System Configuration
- Motherboard: Gigabyte Aorus B650E Elite ICE AX (firmware version F41, latest, January 2026)
- CPU: AMD Ryzen 9 9950X
- Memory: 128 GB (4x32 GB) TeamGroup DDR5
- GPU1: NVIDIA GeForce RTX 5080 (16 GB VRAM)

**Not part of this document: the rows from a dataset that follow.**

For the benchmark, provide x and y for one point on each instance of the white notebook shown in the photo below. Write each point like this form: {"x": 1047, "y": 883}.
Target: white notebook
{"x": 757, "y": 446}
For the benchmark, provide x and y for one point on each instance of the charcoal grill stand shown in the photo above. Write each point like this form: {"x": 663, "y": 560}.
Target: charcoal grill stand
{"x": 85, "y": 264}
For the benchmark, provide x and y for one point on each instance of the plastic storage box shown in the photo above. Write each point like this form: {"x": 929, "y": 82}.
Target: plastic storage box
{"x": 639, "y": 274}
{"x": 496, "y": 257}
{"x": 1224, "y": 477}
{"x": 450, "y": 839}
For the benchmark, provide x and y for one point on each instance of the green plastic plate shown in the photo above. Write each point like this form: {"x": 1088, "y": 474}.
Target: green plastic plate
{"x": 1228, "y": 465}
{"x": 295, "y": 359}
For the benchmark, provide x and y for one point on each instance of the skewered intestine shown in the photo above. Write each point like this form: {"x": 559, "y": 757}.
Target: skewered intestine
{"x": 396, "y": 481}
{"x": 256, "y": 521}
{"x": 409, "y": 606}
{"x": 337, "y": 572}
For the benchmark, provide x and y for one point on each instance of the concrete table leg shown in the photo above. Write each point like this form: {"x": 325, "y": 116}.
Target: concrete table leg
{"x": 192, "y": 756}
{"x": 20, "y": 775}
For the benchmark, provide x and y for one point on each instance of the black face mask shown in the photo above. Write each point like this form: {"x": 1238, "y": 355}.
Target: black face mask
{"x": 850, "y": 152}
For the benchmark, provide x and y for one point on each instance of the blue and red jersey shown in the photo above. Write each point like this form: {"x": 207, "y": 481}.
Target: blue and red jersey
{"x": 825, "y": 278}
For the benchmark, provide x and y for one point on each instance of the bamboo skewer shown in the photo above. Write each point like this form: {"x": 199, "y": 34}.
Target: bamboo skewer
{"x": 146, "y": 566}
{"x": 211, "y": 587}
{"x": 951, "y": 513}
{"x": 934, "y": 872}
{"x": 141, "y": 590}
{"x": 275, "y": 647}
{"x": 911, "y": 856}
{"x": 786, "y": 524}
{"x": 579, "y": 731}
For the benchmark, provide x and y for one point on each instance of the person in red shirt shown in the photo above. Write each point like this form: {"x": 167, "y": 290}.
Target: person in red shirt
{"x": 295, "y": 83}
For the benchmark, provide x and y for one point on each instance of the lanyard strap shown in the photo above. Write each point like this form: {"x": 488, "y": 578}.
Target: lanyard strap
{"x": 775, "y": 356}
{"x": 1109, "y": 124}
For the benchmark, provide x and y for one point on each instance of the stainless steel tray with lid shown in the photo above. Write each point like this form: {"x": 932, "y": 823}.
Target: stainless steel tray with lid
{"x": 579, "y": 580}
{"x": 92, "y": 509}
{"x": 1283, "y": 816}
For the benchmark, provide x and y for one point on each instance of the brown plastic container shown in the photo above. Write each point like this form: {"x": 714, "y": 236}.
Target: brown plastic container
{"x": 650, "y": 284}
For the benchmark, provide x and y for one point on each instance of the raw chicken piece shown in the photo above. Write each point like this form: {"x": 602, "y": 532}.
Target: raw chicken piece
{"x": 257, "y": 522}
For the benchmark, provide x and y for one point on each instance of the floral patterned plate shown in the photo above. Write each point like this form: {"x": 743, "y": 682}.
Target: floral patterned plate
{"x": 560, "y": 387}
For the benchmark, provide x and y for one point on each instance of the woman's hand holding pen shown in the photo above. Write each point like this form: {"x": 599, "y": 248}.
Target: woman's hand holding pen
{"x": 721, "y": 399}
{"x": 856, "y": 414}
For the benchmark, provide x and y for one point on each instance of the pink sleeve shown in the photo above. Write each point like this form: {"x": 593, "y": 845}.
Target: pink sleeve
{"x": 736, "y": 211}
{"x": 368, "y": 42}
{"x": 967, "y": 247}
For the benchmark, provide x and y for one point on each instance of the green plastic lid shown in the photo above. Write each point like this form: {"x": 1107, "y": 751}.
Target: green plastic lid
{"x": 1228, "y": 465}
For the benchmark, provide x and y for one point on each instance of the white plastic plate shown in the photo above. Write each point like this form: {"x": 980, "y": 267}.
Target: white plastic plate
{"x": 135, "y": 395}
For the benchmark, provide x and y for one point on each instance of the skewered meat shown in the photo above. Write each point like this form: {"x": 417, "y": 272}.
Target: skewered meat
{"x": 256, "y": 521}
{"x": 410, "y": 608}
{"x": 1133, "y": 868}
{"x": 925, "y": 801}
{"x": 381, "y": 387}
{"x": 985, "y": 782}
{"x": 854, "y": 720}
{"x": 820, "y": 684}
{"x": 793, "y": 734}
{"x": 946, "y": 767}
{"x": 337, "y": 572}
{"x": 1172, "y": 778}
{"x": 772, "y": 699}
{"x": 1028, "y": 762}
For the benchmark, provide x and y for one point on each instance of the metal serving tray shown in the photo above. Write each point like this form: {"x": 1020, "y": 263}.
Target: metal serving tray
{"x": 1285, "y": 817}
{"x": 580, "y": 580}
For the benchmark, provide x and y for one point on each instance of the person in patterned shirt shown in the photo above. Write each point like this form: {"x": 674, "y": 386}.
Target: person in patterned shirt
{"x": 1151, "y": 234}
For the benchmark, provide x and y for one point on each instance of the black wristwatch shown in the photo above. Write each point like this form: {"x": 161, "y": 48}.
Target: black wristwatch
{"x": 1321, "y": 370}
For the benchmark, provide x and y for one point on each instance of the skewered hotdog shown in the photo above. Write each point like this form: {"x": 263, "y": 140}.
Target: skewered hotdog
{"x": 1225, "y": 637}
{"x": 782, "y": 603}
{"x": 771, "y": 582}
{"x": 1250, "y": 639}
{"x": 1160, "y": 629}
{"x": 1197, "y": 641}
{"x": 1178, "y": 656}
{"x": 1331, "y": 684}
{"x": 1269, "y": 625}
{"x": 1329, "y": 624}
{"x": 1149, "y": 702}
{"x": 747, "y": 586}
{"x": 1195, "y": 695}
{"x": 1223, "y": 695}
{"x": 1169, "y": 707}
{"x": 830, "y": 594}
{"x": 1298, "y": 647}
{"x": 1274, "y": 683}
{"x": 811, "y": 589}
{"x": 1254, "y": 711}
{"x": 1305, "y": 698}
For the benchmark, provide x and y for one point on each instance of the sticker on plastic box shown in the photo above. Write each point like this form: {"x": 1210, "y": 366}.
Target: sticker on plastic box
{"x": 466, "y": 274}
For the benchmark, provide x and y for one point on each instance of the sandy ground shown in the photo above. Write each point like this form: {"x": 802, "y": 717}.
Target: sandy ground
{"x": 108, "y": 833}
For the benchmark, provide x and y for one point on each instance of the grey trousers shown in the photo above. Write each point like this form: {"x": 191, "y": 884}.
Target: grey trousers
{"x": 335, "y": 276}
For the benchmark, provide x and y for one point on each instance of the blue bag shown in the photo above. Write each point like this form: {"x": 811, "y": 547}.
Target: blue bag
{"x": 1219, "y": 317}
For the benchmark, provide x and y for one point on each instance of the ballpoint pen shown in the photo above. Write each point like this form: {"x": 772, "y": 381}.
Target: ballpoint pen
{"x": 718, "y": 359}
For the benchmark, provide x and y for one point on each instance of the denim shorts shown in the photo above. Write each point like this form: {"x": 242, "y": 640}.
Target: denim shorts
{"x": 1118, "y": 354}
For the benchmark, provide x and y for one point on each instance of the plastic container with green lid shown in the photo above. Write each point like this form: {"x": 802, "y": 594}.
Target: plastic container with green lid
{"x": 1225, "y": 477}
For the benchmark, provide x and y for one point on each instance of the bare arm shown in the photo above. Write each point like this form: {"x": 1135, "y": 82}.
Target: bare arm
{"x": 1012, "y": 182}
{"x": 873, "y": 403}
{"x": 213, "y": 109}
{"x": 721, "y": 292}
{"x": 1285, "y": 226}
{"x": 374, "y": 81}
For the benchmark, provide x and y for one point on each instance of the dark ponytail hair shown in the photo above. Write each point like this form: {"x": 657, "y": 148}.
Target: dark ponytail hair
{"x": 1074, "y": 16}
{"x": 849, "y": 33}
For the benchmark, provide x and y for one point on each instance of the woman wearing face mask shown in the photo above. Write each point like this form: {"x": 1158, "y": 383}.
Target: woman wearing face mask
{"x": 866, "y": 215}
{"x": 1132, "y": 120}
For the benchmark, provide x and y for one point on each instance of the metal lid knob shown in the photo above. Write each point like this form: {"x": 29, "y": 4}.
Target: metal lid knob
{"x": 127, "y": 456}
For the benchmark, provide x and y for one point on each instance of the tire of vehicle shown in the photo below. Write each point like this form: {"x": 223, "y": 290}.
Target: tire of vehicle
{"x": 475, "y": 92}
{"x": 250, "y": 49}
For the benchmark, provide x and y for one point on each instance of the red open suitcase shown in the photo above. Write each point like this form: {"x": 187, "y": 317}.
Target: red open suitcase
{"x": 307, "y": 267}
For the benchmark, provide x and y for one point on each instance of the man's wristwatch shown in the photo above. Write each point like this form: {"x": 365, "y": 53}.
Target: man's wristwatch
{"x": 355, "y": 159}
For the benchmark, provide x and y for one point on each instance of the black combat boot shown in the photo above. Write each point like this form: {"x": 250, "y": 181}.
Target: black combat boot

- GPU0: NVIDIA GeForce RTX 5070 Ti (16 GB VRAM)
- NVIDIA driver 591.86
- Windows 11 25H2 fully patched
- Docker Desktop v4.58.0 (latest)
WSL version: 2.5.9.0
Kernel version: 6.6.87.2-1
WSLg version: 1.0.66
MSRDC version: 1.2.6074
Direct3D version: 1.611.1-81528511
DXCore version: 10.0.26100.1-240331-1435.ge-release
Windows version: 10.0.26200.7623
Here’s the nvidia-smi output from the Docker Desktop Windows Subsystem for Linux (WSL) environment:
Actual Result
According to Google AI Studio, the following vLLM container command should launch NVIDIA Nemotron 3 Nano NVFP4 successfully:
docker run --gpus all `
--rm `
-v "C:\git\NVIDIA-Nemotron-3-Nano-30B-A3B-NVFP4:/model" `
-p 8000:8000 `
--env VLLM_USE_FLASHINFER_MOE_FP4=1 `
--env VLLM_FLASHINFER_MOE_BACKEND=throughput `
--env CUDA_DEVICE_ORDER=PCI_BUS_ID `
--ipc=host `
vllm/vllm-openai:latest `
--model /model `
--served-model-name nemotron `
--max-model-len 131072 `
--max-num-seqs 8 `
--kv-cache-dtype fp8 `
--trust-remote-code `
--reasoning-parser-plugin "/model/nano_v3_reasoning_parser.py" `
--reasoning-parser nano_v3
When I run this command, I get the following errors:
Starting to load model /model...
Using flashinfer-cutlass for NVFP4 GEMM
Process EngineCore_DP0:
EngineCore failed to start.
ValueError: NvFp4 MoE backend 'FLASHINFER_CUTLASS' does not support the deployment configuration since kernel does not support current device.
Expected Result
The NVFP4 model should run on both NVIDIA Blackwell GPUs installed in my local system, under the Windows 11 WSL environment, via Docker Desktop.
Does anyone have any ideas on how to resolve this and correctly run NVIDIA Nemotron 3 Nano NVFP4?